Managers of the Columbia River hydropower system began tinkering with in-stream flow rates last week in an effort to encourage spring chinook migration. It’s good to see new creative thinking about how to enhance river conditions.

The four-hour slowdown in river flows Thursday didn’t seem to have a dramatic immediate impact on migration, which has been lagging far below preseason expectations. However, chinook counts rose to nearly 6,000 at Bonneville by Sunday, after being as low as 1,746 May 2. It’s probably too soon to draw a direct cause-and-effect conclusion, but something suddenly started moving the fish inland.
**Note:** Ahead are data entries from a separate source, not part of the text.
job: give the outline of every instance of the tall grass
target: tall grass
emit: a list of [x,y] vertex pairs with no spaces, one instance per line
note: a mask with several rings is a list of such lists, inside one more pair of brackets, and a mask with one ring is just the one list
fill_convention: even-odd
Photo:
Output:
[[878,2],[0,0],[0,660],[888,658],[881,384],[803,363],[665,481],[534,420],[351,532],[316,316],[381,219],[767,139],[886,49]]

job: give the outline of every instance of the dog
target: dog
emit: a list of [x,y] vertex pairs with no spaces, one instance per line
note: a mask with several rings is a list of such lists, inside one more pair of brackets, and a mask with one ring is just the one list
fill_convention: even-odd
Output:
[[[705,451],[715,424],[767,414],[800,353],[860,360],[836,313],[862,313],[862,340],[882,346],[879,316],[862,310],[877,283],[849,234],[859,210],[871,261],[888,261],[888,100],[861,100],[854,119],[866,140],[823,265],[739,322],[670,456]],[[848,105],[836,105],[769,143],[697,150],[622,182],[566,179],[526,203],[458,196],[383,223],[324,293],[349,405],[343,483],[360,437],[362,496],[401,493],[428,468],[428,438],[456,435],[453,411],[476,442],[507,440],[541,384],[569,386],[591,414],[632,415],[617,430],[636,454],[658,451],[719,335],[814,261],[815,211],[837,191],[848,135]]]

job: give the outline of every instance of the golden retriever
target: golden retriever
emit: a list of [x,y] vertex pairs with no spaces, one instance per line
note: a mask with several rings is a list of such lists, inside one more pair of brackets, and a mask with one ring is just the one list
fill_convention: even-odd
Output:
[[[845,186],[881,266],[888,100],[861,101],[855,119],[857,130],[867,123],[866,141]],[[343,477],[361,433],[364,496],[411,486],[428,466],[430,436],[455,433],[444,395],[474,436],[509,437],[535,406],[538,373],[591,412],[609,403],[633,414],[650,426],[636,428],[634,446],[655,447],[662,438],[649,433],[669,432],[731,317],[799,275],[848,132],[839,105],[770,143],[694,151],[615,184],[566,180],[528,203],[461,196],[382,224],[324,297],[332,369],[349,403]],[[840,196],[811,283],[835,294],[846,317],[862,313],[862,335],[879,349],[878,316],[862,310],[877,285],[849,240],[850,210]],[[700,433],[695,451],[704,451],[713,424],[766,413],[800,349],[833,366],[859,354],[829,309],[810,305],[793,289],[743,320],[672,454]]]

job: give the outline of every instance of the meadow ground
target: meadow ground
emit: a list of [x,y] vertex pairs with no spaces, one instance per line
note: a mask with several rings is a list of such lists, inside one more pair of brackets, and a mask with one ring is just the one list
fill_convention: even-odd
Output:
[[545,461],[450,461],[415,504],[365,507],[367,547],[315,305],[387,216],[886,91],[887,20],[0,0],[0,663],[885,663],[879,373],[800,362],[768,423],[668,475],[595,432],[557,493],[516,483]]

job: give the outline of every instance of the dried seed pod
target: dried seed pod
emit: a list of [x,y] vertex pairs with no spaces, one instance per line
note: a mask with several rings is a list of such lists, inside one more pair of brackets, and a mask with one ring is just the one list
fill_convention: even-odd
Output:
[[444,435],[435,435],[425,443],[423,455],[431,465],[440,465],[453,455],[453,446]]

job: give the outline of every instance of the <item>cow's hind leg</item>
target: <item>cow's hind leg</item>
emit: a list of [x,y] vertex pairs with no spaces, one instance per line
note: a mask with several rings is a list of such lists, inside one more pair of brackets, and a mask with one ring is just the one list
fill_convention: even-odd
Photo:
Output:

The preseason forecast was for 314,200 mature chinook to reach the mouth of the Columbia, which would be the fourth highest since 1980. As in other recent years, this prediction was largely based on the heavy early returns of immature “jack” salmon last season. Unfortunately, in the past several years jacks have been proving to be a fickle forecasting mechanism.

As a general rule based on the 10-year average, by May 6, half of the spring run should have passed Bonneville, 146 miles from the mouth. If that turns out to be true this year, the total run would only be an abysmally bad 90,000 or so. No one really expects it to be anywhere near that awful, but it still warrants the step taken last week by the U.S. Army Corps of Engineers.

We often think of salmon waiting for spring freshets, or pulses of floodwater, to signal it is time to move upstream. But this year, the theory is that high flows are discouraging the chinook, which may be loitering in the estuary and ocean. Last Thursday, water flows through Bonneville started and ended the day at 429,000 cubic feet per second, but were lowered to 333,000 during the hold-back.

All this goes to show how little we know about what drives chinook behavior and abundance. With luck, the strategy of lowering in-stream flows in some circumstances will prove to be a useful management tool.